Marina Santana, Designer Mutilation, 2013
Acrylics, Ceramics, and Human Hair
The Intimate Details of Vaginal Variations
Recent Cal State San Bernardino graduate Marina Santana cleverly brings to light society’s misogynistic categorization and blatant objectification of the female anatomy with Designer Mutilation, 2013, one of the artist’s two installations on view at the university’s Dutton Family Gallery as part of the Winter Quarter 2014 exhibition “Intimate Details”. Seamlessly fixed, as if afloat on the expanse of stark white walls, Designer Mutilation is comprised of a small variety of delicately painted ceramic forms resembling close-up views of female genitalia. Each is roughly 5 inches in length and candidly reflects the vulva of one of twelve women,including the artist. The subjects, which Santana sourced through Frannie Adam’s Pussy Portraits, 2009, a 96 page photo book featuring full page juxtapositions of each women’s portrait and vagina, range from their mid-20s and up in age and are all exhibited anonymously alongside Santana’s more openly disclosed self-portrait.

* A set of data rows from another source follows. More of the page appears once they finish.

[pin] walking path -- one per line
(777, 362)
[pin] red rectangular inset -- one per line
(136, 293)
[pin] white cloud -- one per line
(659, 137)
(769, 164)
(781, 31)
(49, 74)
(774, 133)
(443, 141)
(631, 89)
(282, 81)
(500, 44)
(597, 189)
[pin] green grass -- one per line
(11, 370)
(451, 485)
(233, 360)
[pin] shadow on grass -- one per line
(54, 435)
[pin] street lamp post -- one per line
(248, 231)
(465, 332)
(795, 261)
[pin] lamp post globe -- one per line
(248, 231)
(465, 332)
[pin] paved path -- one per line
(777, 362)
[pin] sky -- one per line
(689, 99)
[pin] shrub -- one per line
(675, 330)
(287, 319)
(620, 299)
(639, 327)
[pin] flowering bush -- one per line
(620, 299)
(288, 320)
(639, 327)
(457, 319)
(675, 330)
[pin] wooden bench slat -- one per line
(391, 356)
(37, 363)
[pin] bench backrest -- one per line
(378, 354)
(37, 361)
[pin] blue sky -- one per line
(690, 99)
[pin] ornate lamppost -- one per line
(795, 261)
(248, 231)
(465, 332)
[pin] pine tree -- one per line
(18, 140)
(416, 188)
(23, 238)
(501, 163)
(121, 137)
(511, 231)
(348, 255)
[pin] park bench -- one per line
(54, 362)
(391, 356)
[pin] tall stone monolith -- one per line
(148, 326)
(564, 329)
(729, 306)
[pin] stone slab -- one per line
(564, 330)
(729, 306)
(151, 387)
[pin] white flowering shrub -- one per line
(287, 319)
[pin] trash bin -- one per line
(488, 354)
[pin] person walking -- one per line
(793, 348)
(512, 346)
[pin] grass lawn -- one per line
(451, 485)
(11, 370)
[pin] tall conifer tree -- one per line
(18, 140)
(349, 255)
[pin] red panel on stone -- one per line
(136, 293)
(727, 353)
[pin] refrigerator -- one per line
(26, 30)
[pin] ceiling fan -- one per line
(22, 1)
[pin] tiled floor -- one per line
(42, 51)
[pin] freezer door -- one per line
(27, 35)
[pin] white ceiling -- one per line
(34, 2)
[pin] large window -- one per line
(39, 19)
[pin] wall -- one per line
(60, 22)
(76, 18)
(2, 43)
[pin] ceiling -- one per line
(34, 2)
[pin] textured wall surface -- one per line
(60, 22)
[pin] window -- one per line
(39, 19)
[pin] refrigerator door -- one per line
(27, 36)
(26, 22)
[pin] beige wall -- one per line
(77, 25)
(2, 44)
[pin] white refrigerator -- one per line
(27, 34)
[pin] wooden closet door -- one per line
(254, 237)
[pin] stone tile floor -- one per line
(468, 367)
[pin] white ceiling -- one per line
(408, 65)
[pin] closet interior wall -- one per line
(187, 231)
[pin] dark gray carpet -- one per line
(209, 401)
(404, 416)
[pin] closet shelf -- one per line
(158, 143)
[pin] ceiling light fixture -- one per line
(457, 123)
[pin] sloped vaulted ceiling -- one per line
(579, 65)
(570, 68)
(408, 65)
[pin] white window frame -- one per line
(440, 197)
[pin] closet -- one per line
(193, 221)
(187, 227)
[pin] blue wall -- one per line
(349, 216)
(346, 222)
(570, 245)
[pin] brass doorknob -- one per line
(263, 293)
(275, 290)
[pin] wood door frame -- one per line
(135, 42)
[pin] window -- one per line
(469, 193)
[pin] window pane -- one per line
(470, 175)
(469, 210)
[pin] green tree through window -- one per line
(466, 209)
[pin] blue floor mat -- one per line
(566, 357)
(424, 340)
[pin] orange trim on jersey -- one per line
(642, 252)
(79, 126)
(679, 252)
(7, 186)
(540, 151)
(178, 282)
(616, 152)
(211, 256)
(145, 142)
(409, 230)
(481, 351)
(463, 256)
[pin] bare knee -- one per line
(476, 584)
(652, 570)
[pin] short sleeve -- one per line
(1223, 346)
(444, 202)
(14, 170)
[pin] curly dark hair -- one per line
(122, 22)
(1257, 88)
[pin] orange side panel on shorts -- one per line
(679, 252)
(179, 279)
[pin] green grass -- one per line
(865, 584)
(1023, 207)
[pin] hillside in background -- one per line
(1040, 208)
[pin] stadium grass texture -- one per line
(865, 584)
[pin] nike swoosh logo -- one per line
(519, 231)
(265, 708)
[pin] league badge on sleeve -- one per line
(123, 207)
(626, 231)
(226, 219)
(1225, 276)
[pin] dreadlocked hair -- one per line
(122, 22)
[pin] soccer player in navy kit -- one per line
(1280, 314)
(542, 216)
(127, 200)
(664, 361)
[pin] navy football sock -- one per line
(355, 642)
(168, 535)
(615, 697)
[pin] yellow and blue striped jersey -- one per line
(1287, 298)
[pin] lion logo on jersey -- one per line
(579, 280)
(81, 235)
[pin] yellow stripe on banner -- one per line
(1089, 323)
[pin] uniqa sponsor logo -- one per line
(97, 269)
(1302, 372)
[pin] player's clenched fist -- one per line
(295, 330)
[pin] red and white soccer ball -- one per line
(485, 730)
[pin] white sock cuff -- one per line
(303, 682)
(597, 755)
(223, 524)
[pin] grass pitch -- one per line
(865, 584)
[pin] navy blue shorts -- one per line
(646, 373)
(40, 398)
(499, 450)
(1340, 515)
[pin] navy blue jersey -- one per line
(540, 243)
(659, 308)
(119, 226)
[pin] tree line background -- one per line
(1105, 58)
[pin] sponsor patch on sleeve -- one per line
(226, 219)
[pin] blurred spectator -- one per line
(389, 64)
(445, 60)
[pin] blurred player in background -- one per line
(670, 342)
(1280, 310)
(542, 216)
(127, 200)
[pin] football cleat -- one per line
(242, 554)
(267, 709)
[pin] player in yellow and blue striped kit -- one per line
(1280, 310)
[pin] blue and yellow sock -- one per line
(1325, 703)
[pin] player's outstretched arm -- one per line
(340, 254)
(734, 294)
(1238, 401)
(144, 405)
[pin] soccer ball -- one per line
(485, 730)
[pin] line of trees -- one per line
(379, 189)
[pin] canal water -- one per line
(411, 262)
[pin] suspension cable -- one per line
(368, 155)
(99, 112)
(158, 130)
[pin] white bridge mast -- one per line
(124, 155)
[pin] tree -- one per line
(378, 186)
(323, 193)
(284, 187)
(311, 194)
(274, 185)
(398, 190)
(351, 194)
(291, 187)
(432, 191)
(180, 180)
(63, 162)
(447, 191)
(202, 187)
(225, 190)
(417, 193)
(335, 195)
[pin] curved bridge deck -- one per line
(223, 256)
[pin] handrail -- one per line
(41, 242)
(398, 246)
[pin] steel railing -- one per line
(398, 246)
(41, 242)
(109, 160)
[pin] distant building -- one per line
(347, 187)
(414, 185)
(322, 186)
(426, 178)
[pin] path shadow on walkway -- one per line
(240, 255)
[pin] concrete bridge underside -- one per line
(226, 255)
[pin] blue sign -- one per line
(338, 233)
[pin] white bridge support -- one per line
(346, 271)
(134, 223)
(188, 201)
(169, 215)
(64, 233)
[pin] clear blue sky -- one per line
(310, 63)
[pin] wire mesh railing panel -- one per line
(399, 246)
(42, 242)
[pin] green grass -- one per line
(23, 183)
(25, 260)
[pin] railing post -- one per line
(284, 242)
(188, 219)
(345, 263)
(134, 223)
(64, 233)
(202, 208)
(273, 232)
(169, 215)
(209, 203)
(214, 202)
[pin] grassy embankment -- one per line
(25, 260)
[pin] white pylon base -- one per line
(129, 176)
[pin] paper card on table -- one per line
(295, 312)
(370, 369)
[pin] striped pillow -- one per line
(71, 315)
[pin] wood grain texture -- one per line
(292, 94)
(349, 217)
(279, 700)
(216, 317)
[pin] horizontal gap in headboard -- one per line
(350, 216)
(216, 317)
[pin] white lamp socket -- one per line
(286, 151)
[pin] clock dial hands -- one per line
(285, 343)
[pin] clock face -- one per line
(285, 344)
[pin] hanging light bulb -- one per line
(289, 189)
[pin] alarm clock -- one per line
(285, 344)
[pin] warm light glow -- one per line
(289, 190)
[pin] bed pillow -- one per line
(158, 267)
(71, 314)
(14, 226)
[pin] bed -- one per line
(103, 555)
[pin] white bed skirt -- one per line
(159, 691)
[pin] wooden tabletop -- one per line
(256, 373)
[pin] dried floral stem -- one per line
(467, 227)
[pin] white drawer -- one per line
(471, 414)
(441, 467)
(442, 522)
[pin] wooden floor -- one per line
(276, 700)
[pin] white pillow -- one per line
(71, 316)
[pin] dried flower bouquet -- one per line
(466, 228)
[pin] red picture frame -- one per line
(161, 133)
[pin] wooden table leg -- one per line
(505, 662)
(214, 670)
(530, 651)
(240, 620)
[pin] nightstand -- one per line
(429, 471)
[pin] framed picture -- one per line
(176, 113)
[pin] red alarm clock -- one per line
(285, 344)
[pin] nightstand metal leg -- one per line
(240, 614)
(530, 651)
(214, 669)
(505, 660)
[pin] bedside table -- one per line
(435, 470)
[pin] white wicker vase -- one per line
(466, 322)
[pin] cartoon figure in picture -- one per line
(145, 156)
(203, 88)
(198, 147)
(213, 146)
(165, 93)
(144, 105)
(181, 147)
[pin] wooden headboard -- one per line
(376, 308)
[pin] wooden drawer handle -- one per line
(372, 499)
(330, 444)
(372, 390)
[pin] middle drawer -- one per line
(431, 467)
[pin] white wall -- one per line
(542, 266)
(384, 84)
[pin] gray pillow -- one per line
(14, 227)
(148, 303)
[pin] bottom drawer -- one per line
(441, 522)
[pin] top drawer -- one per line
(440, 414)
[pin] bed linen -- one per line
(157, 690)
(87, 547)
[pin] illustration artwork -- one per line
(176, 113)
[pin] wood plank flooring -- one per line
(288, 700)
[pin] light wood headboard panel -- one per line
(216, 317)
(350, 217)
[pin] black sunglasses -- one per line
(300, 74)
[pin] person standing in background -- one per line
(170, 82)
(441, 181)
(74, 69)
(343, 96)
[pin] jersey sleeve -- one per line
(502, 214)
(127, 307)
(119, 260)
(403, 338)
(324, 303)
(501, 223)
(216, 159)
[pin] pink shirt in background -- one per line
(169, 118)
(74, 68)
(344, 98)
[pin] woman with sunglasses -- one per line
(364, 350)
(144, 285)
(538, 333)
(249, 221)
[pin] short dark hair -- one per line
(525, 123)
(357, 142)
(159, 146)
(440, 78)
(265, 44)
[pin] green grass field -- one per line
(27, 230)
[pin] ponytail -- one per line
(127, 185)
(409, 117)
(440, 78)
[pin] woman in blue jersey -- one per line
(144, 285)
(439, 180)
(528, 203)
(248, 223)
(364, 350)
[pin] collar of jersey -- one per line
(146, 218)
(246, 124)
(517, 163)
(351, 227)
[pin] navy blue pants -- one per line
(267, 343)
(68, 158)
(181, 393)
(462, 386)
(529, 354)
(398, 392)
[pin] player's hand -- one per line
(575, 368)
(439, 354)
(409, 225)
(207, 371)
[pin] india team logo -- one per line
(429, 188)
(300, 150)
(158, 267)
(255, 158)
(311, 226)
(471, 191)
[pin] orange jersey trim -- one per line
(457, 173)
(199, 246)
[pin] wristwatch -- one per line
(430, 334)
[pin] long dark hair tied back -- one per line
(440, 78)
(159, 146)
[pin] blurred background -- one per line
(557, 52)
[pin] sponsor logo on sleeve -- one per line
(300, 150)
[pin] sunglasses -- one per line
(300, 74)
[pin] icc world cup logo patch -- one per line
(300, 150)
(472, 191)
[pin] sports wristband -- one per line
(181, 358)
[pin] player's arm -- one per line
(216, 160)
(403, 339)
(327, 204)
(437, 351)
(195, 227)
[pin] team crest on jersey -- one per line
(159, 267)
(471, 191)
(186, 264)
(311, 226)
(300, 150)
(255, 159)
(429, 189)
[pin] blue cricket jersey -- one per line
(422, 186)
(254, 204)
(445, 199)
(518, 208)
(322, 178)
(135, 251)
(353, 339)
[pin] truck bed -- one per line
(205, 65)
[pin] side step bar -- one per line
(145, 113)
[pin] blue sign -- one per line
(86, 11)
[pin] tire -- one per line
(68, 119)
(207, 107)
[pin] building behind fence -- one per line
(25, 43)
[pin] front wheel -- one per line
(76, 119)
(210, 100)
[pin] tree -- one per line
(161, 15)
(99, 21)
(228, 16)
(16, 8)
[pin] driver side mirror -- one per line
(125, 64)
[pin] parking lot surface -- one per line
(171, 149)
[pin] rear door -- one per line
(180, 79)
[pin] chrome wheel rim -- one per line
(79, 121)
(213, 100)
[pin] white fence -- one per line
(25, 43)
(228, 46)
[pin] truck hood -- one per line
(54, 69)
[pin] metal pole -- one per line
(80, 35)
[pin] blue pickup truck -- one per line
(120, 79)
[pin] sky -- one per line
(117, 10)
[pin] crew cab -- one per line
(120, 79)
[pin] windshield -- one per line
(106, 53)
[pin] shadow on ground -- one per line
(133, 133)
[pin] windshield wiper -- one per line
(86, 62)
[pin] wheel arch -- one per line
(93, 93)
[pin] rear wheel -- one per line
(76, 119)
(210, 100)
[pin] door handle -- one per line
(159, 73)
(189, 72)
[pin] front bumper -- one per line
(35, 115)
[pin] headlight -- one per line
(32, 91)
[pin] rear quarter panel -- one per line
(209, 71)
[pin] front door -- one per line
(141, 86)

The twelve modestly sized eye-level protrusions stand before the viewer utterly exposed, eliciting an in-your-face veracity comparable to that of Finnish sculptor Mimosa Pale’s 8-foot tall Mobile Female Monument, 2007, or even the infamous vaginal chewing gum body lesions of Hannah Wilkie from the 1970s. Santana’s bold utilization of the vulva presents an air of comfort and vague familiarity that remains in dialogue with other contemporary works of iconic feminist conceptual art. With each delicately crafted mound, riddled with dissimilarities, protruding out towards the viewer, the piece literally beckons the eye to draw closer for thorough inspection.
Ultimately, Designer Mutilation seems to construct its provocation within a neatly presented, multifaceted experience; it illuminates, it examines, and it provokes. Calling to mind the many works of art crafted throughout history created solely to depict the female anatomy according to a more desirable male fantasy,Designer Mutilation reconsiders the female anatomy from the context of a patriarchal society, consequently eulogizing the form without idealizing it by illustrating in intimate detail the individual nature of each woman’s body.
Mounted, spread out, bare, and limbless, Designer Mutilation invites the viewer’s eyes to careen inside of the sparingly or generously haired gentle painted folds, each existing as a metaphorical portal of ascent for the woman who may find herself struggling with insecurities about the aesthetic structure of her own genitalia, insecurities that society has defaulted to as a cruel result of the senseless barrage of explicit and implicit mass media propaganda. According to The International Society of Aesthetic Plastic Surgeons, this phenomenon has prompted nearly 5,200 women annually to consider cosmetic surgery in their pursuit for vaginal transcendence, or, the genital norm. Santana’s piece responds to this call by obliterating the preconceived notion of a singularly “ideal” female aesthetic.